Perasaannya mengalir dari dirinya seperti bendungan yang jebol. Yuuto terus menyuarakan keluhannya lebih lama sampai dia menyadari bahwa air mata mengalir dari matanya. Dia tahu dia tampak seperti pecundang, orang paling menyedihkan yang pernah ada. Tapi jika dia tidak mengatakan apa yang ada dalam pikirannya, hatinya akan hancur.

Mitsuki mendengarkan setiap keluh kesah Yuuto dengan seksama. Tanpa mengerutkan wajahnya karena jijik, dia dengan lembut memeluknya, membelai kepalanya. Lambat laun, sedikit demi sedikit, emosi negatif di dalam hatinya mulai mereda, dan gelombang kelelahan serta kantuk pun terjadi. Tidak lagi memiliki kekuatan untuk melawan, Yuuto menutup matanya.

Begitu dia mendengar nafas lembut dari tidur Yuuto, Mitsuki menjadi santai, menghela nafas. Dengan diam-diam mengubah posisi tubuhnya, dia meletakkan kepala Yuuto di pangkuannya. “Karena itu Yuu-kun, dia mungkin akan menyesal menangis di depanku, mengatakan dia terlihat tidak keren atau semacamnya. Tapi aku sama sekali tidak melihatnya seperti itu.” Sambil terus mengelus kepalanya, Mitsuki terkekeh. Memikul beban puluhan ribu nyawa di pundaknya pasti sangat menyakitkan. Pasti sulit, seperti yang dia katakan. Kebanyakan orang mungkin akan hancur di bawah tekanan itu, atau sudah lama melarikan diri. Mitsuki sendiri pasti akan melakukannya. Tapi tidak dengan Yuuto. Bahkan jika dia harus mengertakkan gigi karena putus asa, dia telah menyelesaikan pekerjaannya.

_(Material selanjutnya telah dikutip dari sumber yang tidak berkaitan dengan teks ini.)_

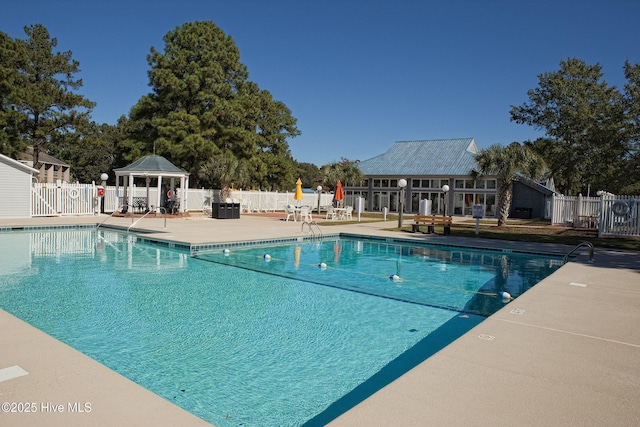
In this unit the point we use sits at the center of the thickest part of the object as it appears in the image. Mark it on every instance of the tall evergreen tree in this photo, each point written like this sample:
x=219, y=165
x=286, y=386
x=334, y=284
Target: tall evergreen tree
x=203, y=107
x=584, y=122
x=631, y=173
x=41, y=98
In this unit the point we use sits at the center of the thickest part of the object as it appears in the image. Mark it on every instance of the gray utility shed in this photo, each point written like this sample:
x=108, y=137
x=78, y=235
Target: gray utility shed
x=15, y=197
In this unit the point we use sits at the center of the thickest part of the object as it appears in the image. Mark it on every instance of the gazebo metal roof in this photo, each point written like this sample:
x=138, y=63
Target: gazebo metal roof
x=152, y=165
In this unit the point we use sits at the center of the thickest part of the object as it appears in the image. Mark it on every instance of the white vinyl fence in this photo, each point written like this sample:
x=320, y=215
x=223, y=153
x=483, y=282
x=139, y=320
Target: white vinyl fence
x=619, y=216
x=82, y=199
x=250, y=201
x=612, y=215
x=62, y=198
x=574, y=210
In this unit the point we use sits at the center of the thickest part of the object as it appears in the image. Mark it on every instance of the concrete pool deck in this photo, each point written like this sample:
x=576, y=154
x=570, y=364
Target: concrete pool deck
x=567, y=352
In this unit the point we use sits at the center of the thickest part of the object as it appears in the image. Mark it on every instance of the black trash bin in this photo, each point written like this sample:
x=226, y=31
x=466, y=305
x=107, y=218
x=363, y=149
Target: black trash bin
x=225, y=210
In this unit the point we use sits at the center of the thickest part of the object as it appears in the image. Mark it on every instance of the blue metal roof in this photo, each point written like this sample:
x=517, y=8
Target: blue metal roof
x=443, y=157
x=152, y=163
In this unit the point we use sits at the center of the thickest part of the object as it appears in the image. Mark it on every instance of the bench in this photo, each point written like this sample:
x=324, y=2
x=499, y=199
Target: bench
x=431, y=221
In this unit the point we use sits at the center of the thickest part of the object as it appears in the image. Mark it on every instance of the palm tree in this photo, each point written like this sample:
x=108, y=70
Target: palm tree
x=506, y=163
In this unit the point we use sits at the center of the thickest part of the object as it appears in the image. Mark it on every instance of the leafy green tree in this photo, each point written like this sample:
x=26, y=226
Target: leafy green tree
x=310, y=175
x=203, y=107
x=10, y=122
x=225, y=171
x=345, y=171
x=632, y=108
x=507, y=163
x=90, y=151
x=584, y=122
x=41, y=93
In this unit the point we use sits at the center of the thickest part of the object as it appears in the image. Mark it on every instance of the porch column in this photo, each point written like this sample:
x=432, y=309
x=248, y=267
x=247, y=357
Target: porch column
x=159, y=200
x=130, y=195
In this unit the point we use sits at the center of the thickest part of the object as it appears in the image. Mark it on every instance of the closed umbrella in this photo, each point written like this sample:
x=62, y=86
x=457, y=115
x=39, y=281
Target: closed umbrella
x=339, y=196
x=298, y=195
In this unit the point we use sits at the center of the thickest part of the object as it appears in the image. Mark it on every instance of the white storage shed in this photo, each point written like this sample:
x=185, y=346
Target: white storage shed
x=15, y=197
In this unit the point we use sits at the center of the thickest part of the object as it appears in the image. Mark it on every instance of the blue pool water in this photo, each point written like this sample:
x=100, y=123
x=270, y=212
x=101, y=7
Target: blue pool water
x=281, y=341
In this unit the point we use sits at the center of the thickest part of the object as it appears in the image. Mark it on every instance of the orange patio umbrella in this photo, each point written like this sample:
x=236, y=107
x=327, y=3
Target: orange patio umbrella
x=339, y=196
x=298, y=194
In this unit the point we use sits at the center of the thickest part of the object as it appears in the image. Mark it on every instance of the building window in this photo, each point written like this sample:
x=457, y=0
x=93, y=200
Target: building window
x=463, y=203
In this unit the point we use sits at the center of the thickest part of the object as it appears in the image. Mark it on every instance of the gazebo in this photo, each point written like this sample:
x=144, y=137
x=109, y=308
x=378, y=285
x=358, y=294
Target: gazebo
x=149, y=167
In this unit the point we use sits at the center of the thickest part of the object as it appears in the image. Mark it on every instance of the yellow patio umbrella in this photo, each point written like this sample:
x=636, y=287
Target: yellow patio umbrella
x=298, y=195
x=339, y=196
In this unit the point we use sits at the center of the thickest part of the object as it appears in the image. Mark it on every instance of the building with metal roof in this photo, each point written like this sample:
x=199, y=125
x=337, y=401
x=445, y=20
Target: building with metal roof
x=437, y=178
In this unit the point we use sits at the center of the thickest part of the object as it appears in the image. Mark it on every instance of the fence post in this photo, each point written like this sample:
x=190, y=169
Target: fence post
x=58, y=207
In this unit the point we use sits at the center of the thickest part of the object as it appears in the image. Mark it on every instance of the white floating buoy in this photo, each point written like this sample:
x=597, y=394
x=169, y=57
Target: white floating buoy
x=506, y=296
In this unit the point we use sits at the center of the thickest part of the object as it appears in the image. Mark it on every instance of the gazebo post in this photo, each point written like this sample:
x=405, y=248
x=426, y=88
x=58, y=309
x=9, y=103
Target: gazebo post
x=130, y=195
x=158, y=205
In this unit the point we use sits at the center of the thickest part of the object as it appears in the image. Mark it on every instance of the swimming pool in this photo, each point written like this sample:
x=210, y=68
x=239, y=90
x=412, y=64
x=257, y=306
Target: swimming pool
x=284, y=340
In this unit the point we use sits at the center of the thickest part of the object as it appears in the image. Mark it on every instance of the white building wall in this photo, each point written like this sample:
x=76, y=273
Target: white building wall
x=15, y=192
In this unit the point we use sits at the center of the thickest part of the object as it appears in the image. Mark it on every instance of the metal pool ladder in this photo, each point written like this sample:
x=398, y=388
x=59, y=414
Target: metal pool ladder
x=310, y=223
x=580, y=245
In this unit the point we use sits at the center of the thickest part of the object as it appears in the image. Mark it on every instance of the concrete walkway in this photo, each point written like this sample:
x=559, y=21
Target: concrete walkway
x=567, y=352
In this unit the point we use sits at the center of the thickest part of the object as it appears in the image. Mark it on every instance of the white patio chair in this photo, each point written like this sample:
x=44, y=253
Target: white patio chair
x=245, y=206
x=348, y=214
x=305, y=214
x=331, y=212
x=290, y=211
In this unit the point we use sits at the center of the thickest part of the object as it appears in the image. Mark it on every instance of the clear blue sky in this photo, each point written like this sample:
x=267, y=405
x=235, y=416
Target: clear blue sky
x=357, y=75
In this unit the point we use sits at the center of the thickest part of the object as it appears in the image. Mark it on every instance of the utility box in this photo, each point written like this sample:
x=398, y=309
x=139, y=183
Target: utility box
x=225, y=210
x=425, y=207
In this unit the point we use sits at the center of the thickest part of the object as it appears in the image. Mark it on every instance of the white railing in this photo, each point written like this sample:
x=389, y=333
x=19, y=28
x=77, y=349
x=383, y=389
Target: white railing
x=250, y=201
x=619, y=216
x=573, y=209
x=612, y=215
x=82, y=199
x=62, y=198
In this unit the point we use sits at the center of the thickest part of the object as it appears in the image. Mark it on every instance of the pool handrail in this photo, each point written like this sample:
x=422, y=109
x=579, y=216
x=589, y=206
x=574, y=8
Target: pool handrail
x=152, y=210
x=580, y=245
x=310, y=223
x=112, y=213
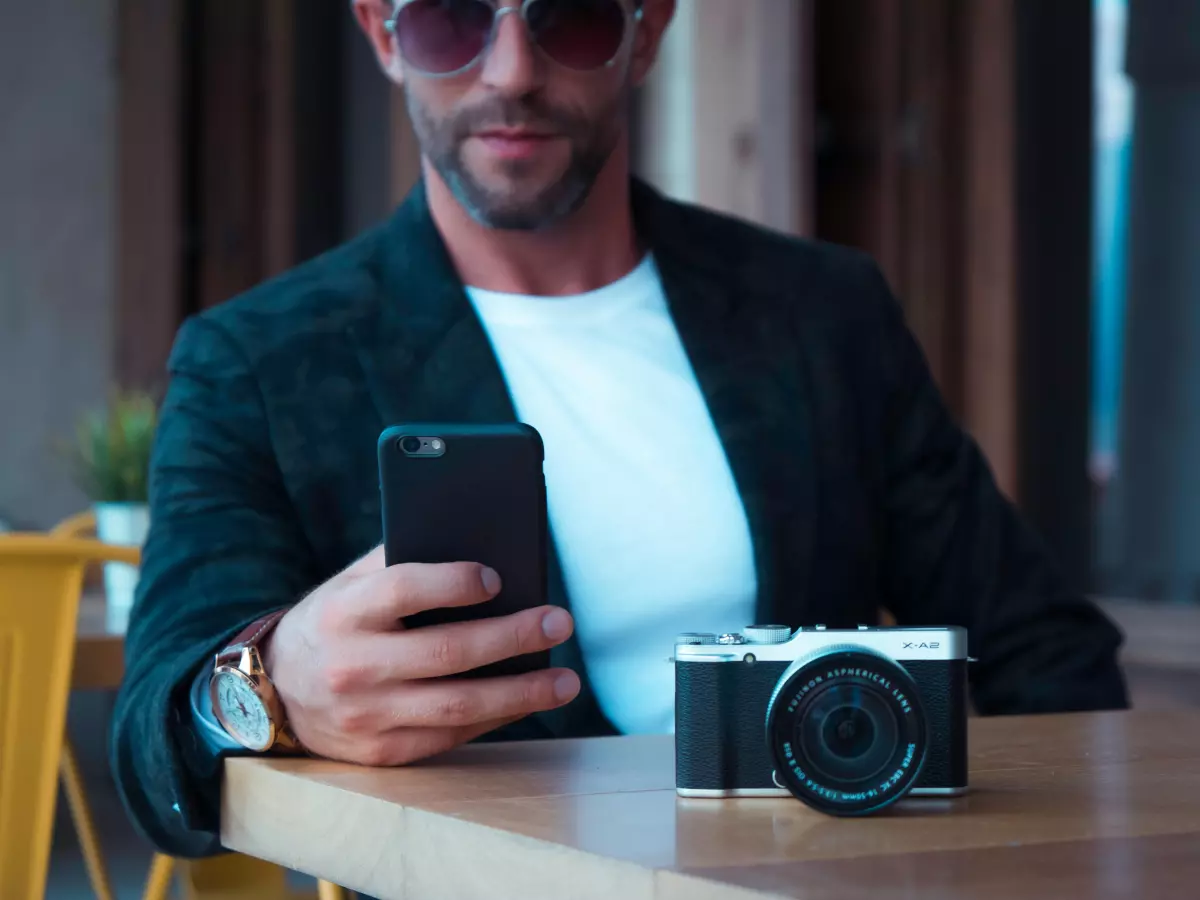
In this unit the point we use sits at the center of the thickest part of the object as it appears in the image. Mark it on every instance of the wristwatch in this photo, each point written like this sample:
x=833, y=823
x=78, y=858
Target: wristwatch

Dia bahkan berhadapan langsung dengan satu-satunya Oda Nobunaga. Apa yang lebih keren dan mengesankan dari itu? Dia bangga padanya dan hal-hal yang telah dia lakukan. Dia ingin mengambil megafon dan berteriak kepada seluruh dunia bahwa dia mempunyai suami terbaik yang bisa diharapkan oleh siapa pun.

Saat kasih sayang terus mengalir di hatinya, dia dengan lembut mencium pipi Yuuto.

“Selamat, Yuu-kun. Kamu berhasil. Jadi malam ini, istirahatlah yang cukup lama.”